The Taliban Cricket Club
Page 2
Qubad’s father had owned the only Ford dealership in the city, and business began to evaporate in the late ’90s until it finally collapsed. No one could afford cars anymore—the only wealth coming into the country was invisible in the national ledgers: profits from enormous poppy crops cultivated at the command of the warlords.
As children, we had led nervous, claustrophobic lives, playing in our gardens first amid the Russian occupation and then the civil war. I had grown up with these boys and we were still alive, but not without great loss. Qubad’s father had been killed in cross fire in 1996 and so had many other relatives—fathers, mothers, and children. Our sleepless nights were punctuated by gunfire and the whine of rockets.

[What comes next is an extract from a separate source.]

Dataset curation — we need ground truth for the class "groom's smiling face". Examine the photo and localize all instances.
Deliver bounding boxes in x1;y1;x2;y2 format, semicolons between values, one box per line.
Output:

And with the onset of the civil war with the Taliban, Parwaaze’s and Qubad’s studies at Kabul University came to a halt. Young men like them who had known only war now filled the cities and the countryside, idling away their lives. The unemployment rate was above 60 percent, thus replacing their ambition with bitterness and frustration. At times, I feared they had lost the will to live. It made them all the more vulnerable to the Taliban’s recruiters—I shuddered to think of my other male cousins joining their ranks.
“Where are you all g-going?” Qubad asked us.
“To be shot,” Parwaaze said dourly. “Rukhsana is in trouble. The minister for the propagation of virtue and prevention of vice has summoned her but she doesn’t know why.”
“I’m g-going home,” said Qubad, turning on his heel.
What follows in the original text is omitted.